Pick a model in the agent input with @. Different models support different durations, aspect ratios, and frame attachment options. Video generations typically take 1–8 minutes. Faster models prioritize speed and are great for quick iteration, while slower models spend more time producing higher-quality results.
Models
Fast models (1–4 min)
Great for quick iteration, drafts, and exploring ideas.

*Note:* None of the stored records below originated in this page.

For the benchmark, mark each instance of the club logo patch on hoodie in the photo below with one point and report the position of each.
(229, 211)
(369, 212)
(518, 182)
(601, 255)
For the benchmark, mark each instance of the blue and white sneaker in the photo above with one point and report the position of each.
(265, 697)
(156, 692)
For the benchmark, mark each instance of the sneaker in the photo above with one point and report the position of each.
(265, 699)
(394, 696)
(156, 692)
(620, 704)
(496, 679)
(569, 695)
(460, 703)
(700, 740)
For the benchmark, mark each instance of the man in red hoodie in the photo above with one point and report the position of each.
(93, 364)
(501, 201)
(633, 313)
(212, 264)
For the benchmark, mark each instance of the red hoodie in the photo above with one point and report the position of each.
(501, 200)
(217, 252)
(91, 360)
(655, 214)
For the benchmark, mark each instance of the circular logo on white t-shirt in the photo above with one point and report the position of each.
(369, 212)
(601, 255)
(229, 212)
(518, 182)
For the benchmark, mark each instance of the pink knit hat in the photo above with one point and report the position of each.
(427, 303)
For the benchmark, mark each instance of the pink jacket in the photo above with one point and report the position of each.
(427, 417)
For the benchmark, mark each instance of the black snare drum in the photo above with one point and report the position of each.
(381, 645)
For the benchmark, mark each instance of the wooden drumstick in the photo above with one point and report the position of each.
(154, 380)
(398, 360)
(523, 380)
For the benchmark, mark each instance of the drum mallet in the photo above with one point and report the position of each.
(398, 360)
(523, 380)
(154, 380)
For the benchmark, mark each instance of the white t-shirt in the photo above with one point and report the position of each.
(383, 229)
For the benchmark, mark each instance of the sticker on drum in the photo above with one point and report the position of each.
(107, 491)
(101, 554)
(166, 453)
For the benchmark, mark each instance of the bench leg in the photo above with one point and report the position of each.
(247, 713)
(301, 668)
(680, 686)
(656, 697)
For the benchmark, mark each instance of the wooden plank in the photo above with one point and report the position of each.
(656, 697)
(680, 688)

| Model | Best for | Durations | Aspect ratios | Frames you can attach | Audio |
|---|---|---|---|---|---|
| LTX 2 Fast | Open-source 4K with synced audio for fast iteration | 4 / 8s | 16:9, 9:16 | Start | — |
| Grok Imagine | Real-time cinematic, movie-style physics | 3–15s | 7 ratios (widest range) | Start, video ref | — |
| Sora 2 | Realistic, detailed, long-form video | 4 / 8 / 12s | 16:9, 9:16 | Start | — |
| Seedance | Motion-focused video from images and keyframes | — | — | Start, end | — |
| Veo 3.1 Fast | Fast, cinematic video generation | 4 / 6 / 8s | 16:9, 9:16 | Start, end | Generates audio |
| Seedance 2 | Next-gen motion and dance-focused text-to-video | — | — | — | — |
Longer models (5–8 min)
Take more time but produce higher-quality, more detailed output.

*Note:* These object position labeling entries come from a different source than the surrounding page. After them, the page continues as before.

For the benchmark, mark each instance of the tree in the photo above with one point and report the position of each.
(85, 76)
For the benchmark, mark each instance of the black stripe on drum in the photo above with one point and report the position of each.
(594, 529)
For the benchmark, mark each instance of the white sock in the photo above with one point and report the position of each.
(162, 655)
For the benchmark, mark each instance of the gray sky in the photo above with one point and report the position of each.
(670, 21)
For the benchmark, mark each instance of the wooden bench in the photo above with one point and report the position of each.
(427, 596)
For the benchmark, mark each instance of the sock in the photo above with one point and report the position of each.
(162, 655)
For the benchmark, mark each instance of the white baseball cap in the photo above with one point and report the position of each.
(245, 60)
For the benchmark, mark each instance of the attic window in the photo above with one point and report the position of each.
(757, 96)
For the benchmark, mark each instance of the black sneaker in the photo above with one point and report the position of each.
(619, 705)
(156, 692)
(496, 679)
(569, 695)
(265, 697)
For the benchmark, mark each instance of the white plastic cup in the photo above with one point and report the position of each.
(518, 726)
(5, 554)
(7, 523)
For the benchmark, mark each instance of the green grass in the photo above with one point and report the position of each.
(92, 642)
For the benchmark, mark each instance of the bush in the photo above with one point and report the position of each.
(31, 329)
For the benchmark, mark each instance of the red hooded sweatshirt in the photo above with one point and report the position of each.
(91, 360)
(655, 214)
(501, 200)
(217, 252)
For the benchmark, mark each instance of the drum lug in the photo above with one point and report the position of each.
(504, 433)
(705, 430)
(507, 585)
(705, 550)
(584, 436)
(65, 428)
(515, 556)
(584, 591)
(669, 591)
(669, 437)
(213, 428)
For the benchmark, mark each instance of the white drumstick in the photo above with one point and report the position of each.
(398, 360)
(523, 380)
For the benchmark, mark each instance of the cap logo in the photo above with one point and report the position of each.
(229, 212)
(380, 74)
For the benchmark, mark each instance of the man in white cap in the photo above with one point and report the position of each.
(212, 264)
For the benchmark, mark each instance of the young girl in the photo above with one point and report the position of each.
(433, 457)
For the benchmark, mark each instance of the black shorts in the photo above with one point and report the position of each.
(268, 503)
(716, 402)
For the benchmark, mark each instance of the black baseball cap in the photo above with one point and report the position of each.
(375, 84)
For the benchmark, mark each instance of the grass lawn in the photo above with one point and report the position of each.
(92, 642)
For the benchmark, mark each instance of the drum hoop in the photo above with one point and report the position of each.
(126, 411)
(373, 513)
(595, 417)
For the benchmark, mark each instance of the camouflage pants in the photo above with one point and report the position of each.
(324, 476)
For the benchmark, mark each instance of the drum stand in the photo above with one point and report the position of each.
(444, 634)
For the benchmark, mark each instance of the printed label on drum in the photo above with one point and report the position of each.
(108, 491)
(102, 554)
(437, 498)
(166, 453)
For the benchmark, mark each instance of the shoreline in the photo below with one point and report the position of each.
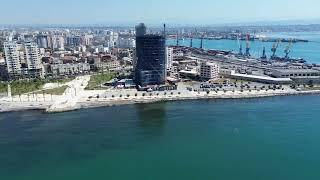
(95, 103)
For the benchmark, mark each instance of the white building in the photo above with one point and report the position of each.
(12, 58)
(112, 39)
(69, 69)
(33, 60)
(127, 43)
(32, 55)
(169, 57)
(209, 70)
(57, 42)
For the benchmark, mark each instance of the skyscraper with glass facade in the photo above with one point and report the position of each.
(150, 66)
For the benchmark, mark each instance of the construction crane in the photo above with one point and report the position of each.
(248, 46)
(288, 49)
(275, 48)
(240, 46)
(264, 56)
(201, 44)
(177, 39)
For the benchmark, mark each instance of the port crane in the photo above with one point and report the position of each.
(201, 44)
(248, 46)
(240, 46)
(274, 49)
(288, 49)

| Model | Best for | Durations | Aspect ratios | Frames you can attach | Audio |
|---|---|---|---|---|---|
| Kling O3 | Real-time, action-focused 4K video | 3–15s | 16:9, 9:16, 1:1 | Start, end, video ref | Keeps source audio |
| Kling O1 | Vivid, action-focused synthesis | 5 / 10s | 16:9, 9:16, 1:1 | Start, end, video ref | — |
| Kling V3 Standard | Physics-accurate 4K with camera control | 3–15s | 16:9, 9:16, 1:1 | Start | Generates audio |
| Kling V3 Pro | Premium 4K with maximum detail and accuracy | — | — | Start | — |
How to choose
- Need fast results? Start with LTX 2 Fast, Grok Imagine, or Sora 2 — they deliver in under 2 minutes.
- Need the highest quality? Kling V3 Pro, Kling V3 Standard, or Kling O3 take longer but produce more detailed output.
- Need start and end frames? Use Kling O3, Veo 3.1 Fast, Seedance, or Kling O1.
- Need synced audio? Use Veo 3.1 Fast, Kling V3 Standard, or LTX 2 Fast.
- Need a video as a style reference? Use Kling O3, Kling O1, or Grok Imagine.
- Need long clips? Sora 2 goes up to 12s; Kling O3, Kling V3 Standard, and Grok Imagine go up to 15s.
- Need vertical, square, and landscape support? Grok Imagine has the widest aspect ratio range.